Something's off here.

At the beginning of the US session today US President Donald Trump announced a deal has been made between the US and China.

This news in my opinion should have sparked a huge rally in the stock market and a strong sell-off in risk assets such as gold and the Japanese Yen.

But it didn't.

To add to this we had a CPI (Consumer Price Index) data drop, seeing Core CPI increase by just 0.1% vs the 0.3% forecasted by most analysts.

This seems to have had a bigger reaction than the trade deal with China.

So it begs the question, is the market now leaning back to tier 1 data over political gameplay?

Is there a deal?

So what we can determine so far is that the US and China have come to some sort of deal that involves 55% tariffs on China still.

The US President wrote:

"OUR DEAL WITH CHINA IS DONE, SUBJECT TO FINAL APPROVAL WITH PRESIDENT XI AND ME. FULL MAGNETS, AND ANY NECESSARY RARE EARTHS, WILL BE SUPPLIED, UP FRONT, BY CHINA. LIKEWISE, WE WILL PROVIDE TO CHINA WHAT WAS AGREED TO, INCLUDING CHINESE STUDENTS USING OUR COLLEGES AND UNIVERSITIES (WHICH HAS ALWAYS BEEN GOOD WITH ME!). WE ARE GETTING A TOTAL OF 55% TARIFFS, CHINA IS GETTING 10%. RELATIONSHIP IS EXCELLENT! THANK YOU FOR YOUR ATTENTION TO THIS MATTER!"

Stocks did stir at this time, and the S&P500 pre-market whipsawed in a 241-point range ahead of the CPI data.

Gold remains subdued, and that may have surprised many as earlier in the month when Trump announced progress with China, prices of the precious metal fell. This time around prices remain rangebound.

I think the market didn't react as aggressively because this still needs to be approved by China's President Xi, which means this deal right now is just hot air by the President.

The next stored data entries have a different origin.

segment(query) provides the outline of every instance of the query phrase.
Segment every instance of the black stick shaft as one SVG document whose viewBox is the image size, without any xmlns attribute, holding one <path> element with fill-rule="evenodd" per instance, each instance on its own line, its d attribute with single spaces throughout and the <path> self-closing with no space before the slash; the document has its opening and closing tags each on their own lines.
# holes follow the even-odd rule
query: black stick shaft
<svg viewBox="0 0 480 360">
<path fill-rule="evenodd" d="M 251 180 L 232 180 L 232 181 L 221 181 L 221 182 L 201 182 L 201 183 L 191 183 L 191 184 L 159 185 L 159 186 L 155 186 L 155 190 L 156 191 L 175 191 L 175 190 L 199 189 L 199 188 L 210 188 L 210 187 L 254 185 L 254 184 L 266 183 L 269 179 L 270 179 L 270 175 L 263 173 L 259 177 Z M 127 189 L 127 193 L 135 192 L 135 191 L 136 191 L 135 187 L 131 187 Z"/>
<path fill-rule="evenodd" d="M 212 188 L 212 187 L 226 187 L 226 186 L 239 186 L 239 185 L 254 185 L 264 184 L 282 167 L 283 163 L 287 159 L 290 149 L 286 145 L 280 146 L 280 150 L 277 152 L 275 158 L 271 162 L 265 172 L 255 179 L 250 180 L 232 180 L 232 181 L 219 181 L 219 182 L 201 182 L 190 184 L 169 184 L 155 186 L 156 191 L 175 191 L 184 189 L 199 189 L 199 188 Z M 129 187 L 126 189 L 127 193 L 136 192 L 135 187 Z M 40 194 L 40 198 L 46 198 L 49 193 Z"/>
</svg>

If China refuses the deal then the trade talks are back to square one.

I guess the market doesn't want to get too ahead of itself like last time when the trade tariff announcements came around.

CPI improves

Adding on from his China deal comments, the US President also said that the Federal Reserve should cut interest rates by a "full point".

This came after some positivity in the inflation numbers which didn't rise as many forecasted.

However, this data only accounts for half the tariff situation, so we need to look towards PPIs to get the forward-looking sentiment of the market.

The market did react to this data drop though, the S&P500 gapped higher by 216 points. Subsequently, the price then retraced and closed that gap.

As expected the USD fell sharply alongside government bond yields, seeing EURUSD continue its recent bullish run.

What about rates?

The CME FedWatch tool which helps traders identify what the market is pricing in shows expectations of two cuts this year.

One 25 basis point cut in September and one 25 basis point cut in December.

The rate cut probabilities rose from 53% to 57.2% in September after the CPI data was announced.

This could cause the USD to remain under pressure in the short term.

However, this could swiftly change.

If the forward-looking inflation data such as the PPI comes in above expectations then this may prompt a bit of a 'wait and see' approach again, meaning the Fed may look to hold.

What now?

All in all, today's market reaction, or lack thereof, suggests that investors are becoming more discerning.

The CPI data clearly moved the needle more than yet another bold trade announcement from the U.S. President. This could indicate a shift where the market is prioritizing hard economic data over political headlines, especially when those headlines come with strings attached or lack final confirmation.

With PPI data and Fed decisions still to come, traders appear cautious, waiting for substance over speculation. Until then, markets may continue to tread water, not on what’s said, but on what’s shown.